The judge is retiring eight years before his term expires.
“When I retire this June I will have been on the bench for 20 years and will have turned 65; the time therefore seemed logical,” Drain said in an email to Reuters.
In addition to Purdue, Drain oversaw a slew of notable Chapter 11 cases, including Sears Holdings Corp, Hostess Brands Inc, Windstream Holdings Inc, Frontier Airlines, the Minneapolis Star Tribune and Reader’s Digest.
In 2019, he presided over two Chapter 11 cases that were completed in less than 24 hours: apparel retailer FullBeauty Brands Operations LLC and technology company Sungard Availability Services Capital Inc.
For many years, Drain was the sole judge sitting in the White Plains division of the Southern District of New York’s bankruptcy court.

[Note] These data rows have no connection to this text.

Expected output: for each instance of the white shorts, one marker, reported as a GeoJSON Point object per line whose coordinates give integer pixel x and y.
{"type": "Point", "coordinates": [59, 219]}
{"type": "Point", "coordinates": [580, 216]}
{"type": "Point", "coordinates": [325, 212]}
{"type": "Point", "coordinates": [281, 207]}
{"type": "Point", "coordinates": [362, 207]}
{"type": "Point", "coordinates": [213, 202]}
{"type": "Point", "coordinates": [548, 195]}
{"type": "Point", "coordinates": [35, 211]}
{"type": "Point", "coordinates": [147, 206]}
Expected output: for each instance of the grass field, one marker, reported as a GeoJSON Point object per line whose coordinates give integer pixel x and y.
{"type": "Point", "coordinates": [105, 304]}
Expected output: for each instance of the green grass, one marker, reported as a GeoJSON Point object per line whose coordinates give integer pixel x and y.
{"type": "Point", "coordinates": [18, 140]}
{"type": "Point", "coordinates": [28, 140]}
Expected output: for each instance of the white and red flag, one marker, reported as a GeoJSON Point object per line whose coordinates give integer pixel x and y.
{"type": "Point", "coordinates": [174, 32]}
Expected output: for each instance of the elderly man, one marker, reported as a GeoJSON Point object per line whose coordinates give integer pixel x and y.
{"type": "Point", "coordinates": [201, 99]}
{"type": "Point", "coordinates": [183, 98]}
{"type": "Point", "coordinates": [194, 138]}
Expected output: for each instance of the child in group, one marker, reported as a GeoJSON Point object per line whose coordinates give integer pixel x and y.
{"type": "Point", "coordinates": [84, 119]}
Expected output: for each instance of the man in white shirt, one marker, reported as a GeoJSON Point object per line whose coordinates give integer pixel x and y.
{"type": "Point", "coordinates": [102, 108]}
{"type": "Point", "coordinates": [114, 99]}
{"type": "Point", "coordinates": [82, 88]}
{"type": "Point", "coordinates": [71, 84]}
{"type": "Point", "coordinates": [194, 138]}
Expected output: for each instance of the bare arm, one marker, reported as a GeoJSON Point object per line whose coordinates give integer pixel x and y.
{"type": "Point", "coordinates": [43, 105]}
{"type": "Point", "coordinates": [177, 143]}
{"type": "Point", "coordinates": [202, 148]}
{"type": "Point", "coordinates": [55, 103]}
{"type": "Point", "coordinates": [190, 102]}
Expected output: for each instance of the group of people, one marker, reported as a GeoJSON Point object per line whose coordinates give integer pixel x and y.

This allowed companies that wanted Drain to oversee their bankruptcy to file their cases specifically in White Plains, where they could be sure it would be assigned to him.
Many judges who oversee large, complex Chapter 11 cases approve legal protections known as third-party releases for officers, directors, owners and other individuals connected to the bankrupt company against future litigation related to the company. Drain faced criticism for his role in the high-profile Purdue case in light of releases he approved for Sackler family members in exchange for their $4.5 billion contribution to a settlement trust. The Sacklers were accused by many states, municipalities and individuals of fueling the national opioid crisis by pushing Purdue to aggressively market OxyContin while downplaying abuse and overdose risks.
The pattern of filing complicated bankruptcies before judges who lawyers believe will be friendly to their interests has prompted lawmakers to introduce legislation aimed at banning that practice.
Drain was known among some lawyers for an almost encyclopedic knowledge of precedential bankruptcy law that he would pull from on a whim during court hearings. He would also sometimes use colorful language or lose his patience with lawyers if he felt their arguments were a waste of time. He once described criticism of former Sears chairman Edward Lampert that he said likened Lampert to a ruthless robber baron and a blowhard sitcom character as “substantial verbal abuse.”
Drain earned his undergraduate degree from Yale University in 1979 and his J.D. from Columbia University School of Law in 1984.
The judge is currently an adjunct professor at Pace University School of Law and was previously an adjunct professor at St. John’s University School of Law’s L.L.M. in Bankruptcy Program.
Drain is also the chair of the Bankruptcy Judges Advisory Group established through the Administrative Office of the U.S. Courts and a fellow the American College of Bankruptcy. He has written a novel, “The Great Work in the United States of America.”
Editor’s Note: This story has been updated to include a statement from Judge Drain.